Introducing AIUI: A New Platform for Seamless Two-Way Verbal Communication with AI

Hello everyone!

I’m excited to share a project that I’ve been working on called AIUI.

AIUI is a platform designed to enable seamless two-way verbal communication with artificial intelligence. It aims to bridge the gap between human users and advanced AI, making it easier than ever to interact with AI in a natural, conversational manner.

To give you a better idea of what AIUI is all about, I’ve put together a short demo video:

AIUI is open-source and hosted on GitHub here: GitHub - lspahija/AIUI: AIUI is a platform enabling seamless two-way verbal communication with AI.. I’m actively seeking feedback, suggestions, and contributions from the community to help improve the platform and shape its future development.
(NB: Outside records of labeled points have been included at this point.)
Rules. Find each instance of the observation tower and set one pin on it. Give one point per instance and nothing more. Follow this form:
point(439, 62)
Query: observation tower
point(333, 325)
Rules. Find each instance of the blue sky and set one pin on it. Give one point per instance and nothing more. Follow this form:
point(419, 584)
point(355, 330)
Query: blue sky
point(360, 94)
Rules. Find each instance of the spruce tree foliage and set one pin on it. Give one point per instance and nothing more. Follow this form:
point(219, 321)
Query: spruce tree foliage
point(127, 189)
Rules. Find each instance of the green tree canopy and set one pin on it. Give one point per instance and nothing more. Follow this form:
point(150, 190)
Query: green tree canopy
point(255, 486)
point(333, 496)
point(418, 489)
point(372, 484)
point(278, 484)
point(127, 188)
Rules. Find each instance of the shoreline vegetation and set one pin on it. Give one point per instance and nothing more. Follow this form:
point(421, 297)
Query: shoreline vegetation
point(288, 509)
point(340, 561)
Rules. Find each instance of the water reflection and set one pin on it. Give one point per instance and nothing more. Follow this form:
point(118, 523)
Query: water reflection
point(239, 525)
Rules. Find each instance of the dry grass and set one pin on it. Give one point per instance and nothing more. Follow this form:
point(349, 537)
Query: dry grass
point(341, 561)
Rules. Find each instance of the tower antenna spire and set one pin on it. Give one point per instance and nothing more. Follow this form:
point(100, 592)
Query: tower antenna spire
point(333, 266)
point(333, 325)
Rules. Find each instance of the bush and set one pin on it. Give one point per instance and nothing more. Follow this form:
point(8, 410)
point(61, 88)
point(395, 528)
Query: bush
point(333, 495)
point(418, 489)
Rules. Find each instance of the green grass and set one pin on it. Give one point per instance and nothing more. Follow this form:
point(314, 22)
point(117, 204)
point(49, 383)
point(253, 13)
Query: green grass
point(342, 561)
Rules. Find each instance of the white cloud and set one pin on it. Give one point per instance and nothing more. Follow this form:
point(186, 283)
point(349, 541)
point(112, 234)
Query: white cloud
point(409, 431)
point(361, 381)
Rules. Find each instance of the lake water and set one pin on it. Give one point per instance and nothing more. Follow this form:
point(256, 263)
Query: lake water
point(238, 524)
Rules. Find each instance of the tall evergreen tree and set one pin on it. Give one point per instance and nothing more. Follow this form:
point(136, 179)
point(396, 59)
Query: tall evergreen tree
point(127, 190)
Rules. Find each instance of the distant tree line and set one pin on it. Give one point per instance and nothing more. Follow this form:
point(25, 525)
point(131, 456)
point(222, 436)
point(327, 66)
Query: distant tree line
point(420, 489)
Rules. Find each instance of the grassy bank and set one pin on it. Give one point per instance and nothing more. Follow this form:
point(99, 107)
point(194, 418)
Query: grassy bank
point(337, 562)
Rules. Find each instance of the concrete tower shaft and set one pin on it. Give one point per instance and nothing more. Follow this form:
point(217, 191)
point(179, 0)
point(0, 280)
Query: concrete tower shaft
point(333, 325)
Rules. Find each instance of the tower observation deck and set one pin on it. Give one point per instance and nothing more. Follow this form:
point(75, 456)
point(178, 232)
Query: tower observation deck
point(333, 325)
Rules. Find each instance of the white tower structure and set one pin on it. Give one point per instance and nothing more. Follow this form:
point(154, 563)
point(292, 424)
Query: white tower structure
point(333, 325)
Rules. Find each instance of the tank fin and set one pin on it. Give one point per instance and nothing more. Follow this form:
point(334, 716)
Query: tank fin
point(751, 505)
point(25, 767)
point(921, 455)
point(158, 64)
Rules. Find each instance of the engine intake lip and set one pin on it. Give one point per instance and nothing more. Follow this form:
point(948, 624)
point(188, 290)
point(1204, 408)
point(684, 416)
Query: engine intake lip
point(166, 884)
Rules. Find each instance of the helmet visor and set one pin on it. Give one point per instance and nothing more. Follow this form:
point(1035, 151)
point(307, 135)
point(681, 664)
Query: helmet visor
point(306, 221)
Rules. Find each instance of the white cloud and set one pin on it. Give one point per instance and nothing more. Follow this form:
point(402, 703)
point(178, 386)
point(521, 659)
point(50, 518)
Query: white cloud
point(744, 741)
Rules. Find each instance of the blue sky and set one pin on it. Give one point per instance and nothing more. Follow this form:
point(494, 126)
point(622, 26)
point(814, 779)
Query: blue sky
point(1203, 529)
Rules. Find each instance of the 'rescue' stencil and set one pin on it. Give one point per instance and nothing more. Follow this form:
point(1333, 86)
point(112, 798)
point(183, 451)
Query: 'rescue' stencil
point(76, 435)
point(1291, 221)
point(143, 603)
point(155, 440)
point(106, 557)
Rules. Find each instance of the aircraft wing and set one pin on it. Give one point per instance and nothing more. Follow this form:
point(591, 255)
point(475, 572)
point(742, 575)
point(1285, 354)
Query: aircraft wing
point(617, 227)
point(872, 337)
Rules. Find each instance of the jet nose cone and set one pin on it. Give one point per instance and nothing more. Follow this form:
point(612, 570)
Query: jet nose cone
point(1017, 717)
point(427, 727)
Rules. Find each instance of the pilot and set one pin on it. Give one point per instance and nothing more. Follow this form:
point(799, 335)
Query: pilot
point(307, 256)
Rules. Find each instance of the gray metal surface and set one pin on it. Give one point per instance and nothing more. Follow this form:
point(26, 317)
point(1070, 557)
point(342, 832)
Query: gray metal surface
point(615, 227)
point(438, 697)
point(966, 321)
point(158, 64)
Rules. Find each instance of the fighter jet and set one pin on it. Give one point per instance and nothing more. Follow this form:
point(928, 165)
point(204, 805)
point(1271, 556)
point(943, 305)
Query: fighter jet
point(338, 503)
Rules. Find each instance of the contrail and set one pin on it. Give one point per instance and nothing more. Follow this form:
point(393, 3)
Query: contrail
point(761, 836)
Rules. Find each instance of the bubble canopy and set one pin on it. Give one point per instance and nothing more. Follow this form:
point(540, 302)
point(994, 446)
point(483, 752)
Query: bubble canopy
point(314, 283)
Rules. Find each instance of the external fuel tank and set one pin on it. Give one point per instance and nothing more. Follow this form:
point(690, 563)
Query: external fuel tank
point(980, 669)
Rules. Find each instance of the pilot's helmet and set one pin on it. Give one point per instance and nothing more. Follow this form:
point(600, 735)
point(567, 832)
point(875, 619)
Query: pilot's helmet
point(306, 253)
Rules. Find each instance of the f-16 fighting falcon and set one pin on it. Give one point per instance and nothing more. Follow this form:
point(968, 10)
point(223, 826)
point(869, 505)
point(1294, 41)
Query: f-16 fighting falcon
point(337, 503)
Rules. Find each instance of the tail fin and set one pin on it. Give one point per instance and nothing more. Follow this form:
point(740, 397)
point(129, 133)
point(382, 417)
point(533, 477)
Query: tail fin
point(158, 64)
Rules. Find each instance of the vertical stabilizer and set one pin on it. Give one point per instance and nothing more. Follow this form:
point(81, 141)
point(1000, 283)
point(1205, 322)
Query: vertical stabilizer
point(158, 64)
If this interests you, I invite you to check it out, try it for yourself, and give it a star if you find it useful! Also, please feel free to share your feedback, ideas, or any issues you encounter - every bit of input helps us make AIUI better.

Looking forward to hearing your thoughts and seeing what we can build together!

Thank you!

10 Likes

I haven’t tried yet, the video looks pretty cool

  • does it handle other languages ?
  • is it “easy” to have type as well the text on screen
  • can you choose a custom voice for the assistant ?
1 Like

Thank you!

  • Languages other than English are supported when using gTTS for text-to-speech
  • Voice selection (by setting an environment variable) is supported when using ElevenLabs or EdgeTTS for text-to-speech
  • Adding text to the screen would be relatively easy and I plan on doing so, but want to make sure it’s presented elegantly in the UI

I’m interested in two way (or some way) image based communication which could make things even more seamless if anyone wants to brainstorm

Hi Luka. I am fighting with python for over a week doing just that. I had issues with many sound libraries, input and output, and knowing when to stop recording (when speech was stopped). This looks super interesting. I’ll download it and let you know of any feedback.

====
After downloading it and inspecting the code - the speech recording and sound are done in the front end, which makes sense and, I guess, much easier than doing in python.

====
Amazing! works really good! I was able to run it without much problem.
The only thing that I would try to improve is handling speech issues: I paused to think for a second and the sentence was already processed. Or if I speech while he speaks. Not sure what happens then. This is a very common issue when speaking to AI bots.
I might change the prompt and condition it if the sentence looks complete. If not - let it return some keyword. Then you will know to process the next audio and add it to the current prompt.
If you do that, the speech might be more natural even if I stop to think for a second.

====
Just one issue that you should clarify: when running the docker, the OPENAI_API_KEY parameter is without any quotes (" ') - just OPENAI_API_KEY=sk-… That took me some time to understand. Maybe if the string has quotes - you can remove them? This will save a lot of time to a lot of people…

Hi @Luka_Spahija - Awesome work and I agree that the future of interfaces would change. Your work is very relevant to a use case that I have been working on. Would love to collaborate and see how I can help contribute. Not sure how the forum works but if you can direct message me, that would be great.

Btw, I am new to this community!

would also love to help, this is usefell for my usecases also
but i am not that good with Python, let me know how i can contribute otherwise

H

I installed it reacts to my mic, but i cant get any sound out of it. Any ideas how to fix this ?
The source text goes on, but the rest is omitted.